Les femmes restent au foyer continuer leurs pleurs
et lamentations.
L'enterrement
a lieu soit le matin vers 9H soit l'après midi
vers 16 H après la prière d'El Asr Au cimetière
avant l'inhumation, une prière est dite face
au cercueil "salat el maïet"(prière
au mort).
Au cours
de l'inhumation on commence par l'éloge funèbre "taâbin",
on récite quelques versets du coran en cloturant
par des "Doa"
(voeux).
Une fois
le mort enseveli sous terre
sur le coté droit le visage
face à la
Mecque il est réveillé "yougheth" "ya
flan ibn flana" (M. untel fils de
untelle-on on l'appela par son prénom suivi
exclusivement par le prénom de sa mère pour
lui dire "kon
ala ma konta alayhi fi dar eddounia...
(reste croyant en dieu et au prophète Mohamed
comme tu l'as été sur terre...).
يا
فلان ...ولد
فلانهكن
علي ما كنت
علبه في دار
الدنيا أشهد
أن لا ا لاه
الا الله
و أن محمدا
رسول الله
و لقد رضيت
بالله ربا
و بالاسلام
دينا
Ensuite
les membres de la famille du défunt se rangent
l'un à côté de l'autre à la porte principale
du cimetière pour recevoir les condoléances.
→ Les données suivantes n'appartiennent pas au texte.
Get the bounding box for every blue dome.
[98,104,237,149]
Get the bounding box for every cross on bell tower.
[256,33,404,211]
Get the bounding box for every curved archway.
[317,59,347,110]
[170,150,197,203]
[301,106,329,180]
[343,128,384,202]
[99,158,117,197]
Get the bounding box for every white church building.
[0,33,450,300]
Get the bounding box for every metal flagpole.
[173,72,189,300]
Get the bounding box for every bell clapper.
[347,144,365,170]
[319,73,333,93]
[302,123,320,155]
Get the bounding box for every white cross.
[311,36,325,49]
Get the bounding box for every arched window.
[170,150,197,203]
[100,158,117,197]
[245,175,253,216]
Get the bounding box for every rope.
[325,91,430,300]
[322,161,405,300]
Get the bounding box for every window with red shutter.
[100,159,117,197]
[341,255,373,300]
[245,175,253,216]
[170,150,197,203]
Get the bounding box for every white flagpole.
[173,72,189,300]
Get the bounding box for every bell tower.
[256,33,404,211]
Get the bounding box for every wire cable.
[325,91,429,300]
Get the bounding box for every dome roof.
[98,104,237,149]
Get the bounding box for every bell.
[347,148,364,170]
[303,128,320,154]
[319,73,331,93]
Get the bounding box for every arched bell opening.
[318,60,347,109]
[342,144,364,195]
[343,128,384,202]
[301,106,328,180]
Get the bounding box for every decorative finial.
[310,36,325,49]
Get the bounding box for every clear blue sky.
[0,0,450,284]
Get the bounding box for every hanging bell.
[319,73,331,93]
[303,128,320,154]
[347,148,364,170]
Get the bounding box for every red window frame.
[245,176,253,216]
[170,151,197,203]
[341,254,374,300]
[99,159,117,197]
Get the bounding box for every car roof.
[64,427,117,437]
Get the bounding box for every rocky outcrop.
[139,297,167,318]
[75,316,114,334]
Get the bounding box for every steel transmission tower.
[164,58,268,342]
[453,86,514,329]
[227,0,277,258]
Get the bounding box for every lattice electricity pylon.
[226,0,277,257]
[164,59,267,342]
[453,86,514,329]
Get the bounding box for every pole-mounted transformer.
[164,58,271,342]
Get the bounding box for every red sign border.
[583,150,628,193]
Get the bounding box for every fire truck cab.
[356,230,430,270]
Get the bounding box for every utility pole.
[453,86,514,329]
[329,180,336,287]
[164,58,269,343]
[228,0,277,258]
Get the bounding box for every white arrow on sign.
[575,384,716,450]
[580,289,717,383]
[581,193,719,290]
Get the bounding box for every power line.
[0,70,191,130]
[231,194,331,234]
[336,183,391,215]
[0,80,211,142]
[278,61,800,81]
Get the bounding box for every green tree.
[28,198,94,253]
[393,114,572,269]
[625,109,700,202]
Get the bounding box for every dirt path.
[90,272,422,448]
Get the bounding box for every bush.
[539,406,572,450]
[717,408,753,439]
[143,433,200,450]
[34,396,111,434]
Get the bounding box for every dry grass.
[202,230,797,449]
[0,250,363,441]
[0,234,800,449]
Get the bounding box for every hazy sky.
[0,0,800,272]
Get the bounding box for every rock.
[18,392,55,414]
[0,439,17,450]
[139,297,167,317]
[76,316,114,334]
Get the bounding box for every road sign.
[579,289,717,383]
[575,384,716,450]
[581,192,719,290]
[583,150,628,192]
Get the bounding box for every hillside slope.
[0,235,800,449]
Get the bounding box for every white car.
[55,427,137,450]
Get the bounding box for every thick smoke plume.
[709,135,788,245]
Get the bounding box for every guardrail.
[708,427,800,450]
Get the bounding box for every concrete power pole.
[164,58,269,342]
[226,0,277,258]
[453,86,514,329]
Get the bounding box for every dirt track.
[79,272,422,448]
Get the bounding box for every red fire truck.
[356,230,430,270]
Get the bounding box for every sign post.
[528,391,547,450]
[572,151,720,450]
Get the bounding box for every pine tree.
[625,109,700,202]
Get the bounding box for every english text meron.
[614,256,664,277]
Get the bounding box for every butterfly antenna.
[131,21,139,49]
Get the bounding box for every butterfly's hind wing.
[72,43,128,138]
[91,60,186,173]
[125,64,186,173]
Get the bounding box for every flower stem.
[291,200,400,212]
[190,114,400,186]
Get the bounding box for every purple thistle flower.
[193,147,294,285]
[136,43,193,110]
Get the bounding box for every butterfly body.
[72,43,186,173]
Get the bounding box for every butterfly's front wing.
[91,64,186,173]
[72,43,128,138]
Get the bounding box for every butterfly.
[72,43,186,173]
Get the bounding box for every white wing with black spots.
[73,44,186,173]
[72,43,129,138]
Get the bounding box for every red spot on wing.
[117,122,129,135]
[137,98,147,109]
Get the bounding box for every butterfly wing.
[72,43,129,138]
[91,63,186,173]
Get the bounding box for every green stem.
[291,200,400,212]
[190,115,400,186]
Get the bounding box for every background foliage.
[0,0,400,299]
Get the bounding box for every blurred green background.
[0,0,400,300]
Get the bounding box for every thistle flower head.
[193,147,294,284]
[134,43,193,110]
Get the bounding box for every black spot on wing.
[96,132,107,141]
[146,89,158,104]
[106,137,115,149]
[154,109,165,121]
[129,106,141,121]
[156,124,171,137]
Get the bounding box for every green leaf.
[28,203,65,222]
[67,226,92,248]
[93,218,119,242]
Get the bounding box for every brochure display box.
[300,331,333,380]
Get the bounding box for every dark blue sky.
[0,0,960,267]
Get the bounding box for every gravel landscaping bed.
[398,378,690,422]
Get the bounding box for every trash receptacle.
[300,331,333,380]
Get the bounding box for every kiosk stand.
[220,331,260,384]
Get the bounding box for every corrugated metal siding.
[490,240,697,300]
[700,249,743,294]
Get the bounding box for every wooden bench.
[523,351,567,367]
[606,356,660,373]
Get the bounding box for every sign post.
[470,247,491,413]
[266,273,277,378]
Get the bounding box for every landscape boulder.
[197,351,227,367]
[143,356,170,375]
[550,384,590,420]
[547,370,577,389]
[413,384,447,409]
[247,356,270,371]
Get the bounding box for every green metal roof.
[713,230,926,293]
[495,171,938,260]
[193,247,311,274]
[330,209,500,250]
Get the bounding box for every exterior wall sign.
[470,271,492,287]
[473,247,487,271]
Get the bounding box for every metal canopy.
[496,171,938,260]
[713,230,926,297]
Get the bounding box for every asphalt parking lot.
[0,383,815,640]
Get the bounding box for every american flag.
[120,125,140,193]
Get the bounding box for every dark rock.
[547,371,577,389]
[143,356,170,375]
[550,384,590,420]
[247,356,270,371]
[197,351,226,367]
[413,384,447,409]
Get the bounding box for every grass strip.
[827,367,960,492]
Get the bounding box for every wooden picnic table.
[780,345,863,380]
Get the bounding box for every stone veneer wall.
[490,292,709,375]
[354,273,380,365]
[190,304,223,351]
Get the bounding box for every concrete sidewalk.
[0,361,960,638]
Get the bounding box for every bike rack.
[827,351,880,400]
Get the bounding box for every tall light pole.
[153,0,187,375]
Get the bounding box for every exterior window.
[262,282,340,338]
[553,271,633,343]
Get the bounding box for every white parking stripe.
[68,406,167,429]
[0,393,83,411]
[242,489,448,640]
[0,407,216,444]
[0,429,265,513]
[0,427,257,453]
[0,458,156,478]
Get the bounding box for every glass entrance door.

Les gens disaient à chacun de vive voix sans
les saluer
à la main "Barka fik" (bénédiction
sur toi) et l'autre répond "Ibarek
Fik". Tandis que les meddebs répétaient
en boucle " que dieu vous bénisse et vous récompense
".
الله يثيبكم
الله يأجركم
Durant
les trois premiers jours du deuil la famille
du défunt ne cuisine pas, elle reçoit le rapas
dit du mort "acha
mit"
de proches et de voisins.
Les gens
sont d'habitude trés respectueux de la mort même
les ennemis les plus acharnés ne ratent pas l'occasion
pour se réconcilier. Ils peuvent ne pas venir
à un mariage mais au décès d'un proche ou d'un
ami ou même d'un membre de leur famille leur
présence strictement personnelle est sacrée et
même récompensée par Allah "Thawab".
Les gens n'hésitent point à prendre l'avion
et aller à un enterrement.C'est une solidarité
spirituelle et spontanée face à la mort.
Chez
les musulmans, la mort n'est que provisoire.
Nous croyons en la résurrection des morts
et à la rédemption.
Le coran
mentionne qu'au jour du jugement dernier
"hissab", les morts se lèveront
pour être jugés par Dieu. Ceux dont le bien
surpasse le mal iront au paradis"Jenna",
les autres qui ont commis de grands péchés
et rejeté la parole de dieu seront condamnés
aux flammes "Jehannem".
Le
deuxième jour après l'enterrement les femmes
viennent au cimetière ensuite tous les vendredi
faire une "Zyara" (occasion
de se rencontreren famille, de se remémorer
la vie du défunt, d'entretenir la sépulture
et d'arroser sa tombe d'eau..).
Au prochain
"Aïd seghir"(après
rupture du jeûne -Ramadan) ou "El
kebir" (fête du sacrifice) les femmes
installent une tente et font de l'aumône aux pauvres
(1er Aïd du défunt).
Les
gens empéchés de venir au cimetière peuvent présenter
leurs condoléances à la première commémoration
de la mort le "fark"
(l'adieu) ou "khoujat" (appellation
d'origine turque lecteur de coran) au lendemain
du décès ou au plus tard le troisième
jour.
Au delà
il faut attendre la deuxième commémoration de
la mort le 40e jour"Arbaïne" qui
est en réalité une vieille tradition pharaonique
pour rendre au défunt un dernier hommage où les
"meddeb" recrutés pour la circonstance
viennent réciter tout le coran la nuit après
la prière "d'El Ichaa".
On servait
exclusivement aux "Meddeb" un
dîner copieux , du thé et du café à tout le
monde. Ainsi cette commémoration boucle le rituel
de la mort et du deuil.
La
même cérémonie de commémoration de la mort du
défunt aura lieu dans un an "
al aâm".
Voilà en somme les pratiques
sociales Kairouanaises du trépas et du deuil ainsi
que les rites funéraires qui constituent une tradition
culturelle bien enracinée jusqu'à nos jours.